Burkina Faso: Extremist Attack Death Toll Increases to 80
The death toll rises to 80 in an attack carried out by extremists on a civilian convoy guarded by soldiers near Arbinda, Burkina Faso.
Ouagadougou announced the aftermath of an attack that has taken the lives of 80 soldiers and civilians.
Occurring in the north, the death toll initially stood at 47 on Wednesday. The government said the attack killed 6 pro-government militiamen and 15 military police.

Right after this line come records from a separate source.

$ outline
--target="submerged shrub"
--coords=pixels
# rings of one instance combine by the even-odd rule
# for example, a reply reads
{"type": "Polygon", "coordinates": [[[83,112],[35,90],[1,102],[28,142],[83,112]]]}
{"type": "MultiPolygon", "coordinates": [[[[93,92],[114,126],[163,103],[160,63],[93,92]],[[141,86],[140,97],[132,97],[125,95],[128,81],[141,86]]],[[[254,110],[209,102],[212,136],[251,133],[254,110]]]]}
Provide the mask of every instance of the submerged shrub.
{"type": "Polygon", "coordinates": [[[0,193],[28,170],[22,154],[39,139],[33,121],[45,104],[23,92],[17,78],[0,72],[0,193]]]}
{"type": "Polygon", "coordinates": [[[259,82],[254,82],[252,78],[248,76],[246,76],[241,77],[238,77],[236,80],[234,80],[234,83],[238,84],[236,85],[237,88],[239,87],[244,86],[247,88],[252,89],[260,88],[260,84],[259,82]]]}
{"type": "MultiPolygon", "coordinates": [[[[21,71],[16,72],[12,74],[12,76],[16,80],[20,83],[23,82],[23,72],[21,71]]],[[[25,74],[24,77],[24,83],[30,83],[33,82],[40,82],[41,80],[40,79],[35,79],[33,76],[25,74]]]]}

On Thursday, the death toll increased to 80, as the government added that 59 civilians were killed in the attack.
Extremists attacked a civilian convoy that was protected by military police and pro-government militiamen near Arbinda, the latest bloodshed in the Sahel area of Burkina Faso.

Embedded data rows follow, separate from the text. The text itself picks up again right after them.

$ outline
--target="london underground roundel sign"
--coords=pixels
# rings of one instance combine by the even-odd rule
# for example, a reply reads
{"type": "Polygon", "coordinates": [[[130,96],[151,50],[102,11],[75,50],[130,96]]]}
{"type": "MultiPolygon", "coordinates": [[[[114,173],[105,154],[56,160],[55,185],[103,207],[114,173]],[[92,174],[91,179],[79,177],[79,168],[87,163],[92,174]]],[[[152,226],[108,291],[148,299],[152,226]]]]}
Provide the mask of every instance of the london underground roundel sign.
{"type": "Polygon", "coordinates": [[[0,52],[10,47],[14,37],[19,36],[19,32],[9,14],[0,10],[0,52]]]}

As a retaliation, security forces revealed that 80 extremists were killed, too.
In the past few years, violence has been escalating in the Sahel area, an arid region on the southern border, despite the presence of thousands of UN, regional, and Western troops in the region.
Since 2018, the violence, which was heavily concentrated on the borders of Mali, Niger, and Burkina Faso, has killed thousands of civilians and displaced millions.
Moreover, armed men killed 37 civilians, including 14 children, in an attack on a village in Niger. A Thursday attack in central Mali killed 15 soldiers.
The Sahel region plunged into chaos after Al Qaeda-linked extremists linked seized northern Mali in 2012.
France intervened the following year in an attempt to deter them. But the armed Islamists reorganized and expanded their operations, leaving large areas of the Sahel ungoverned by central governments.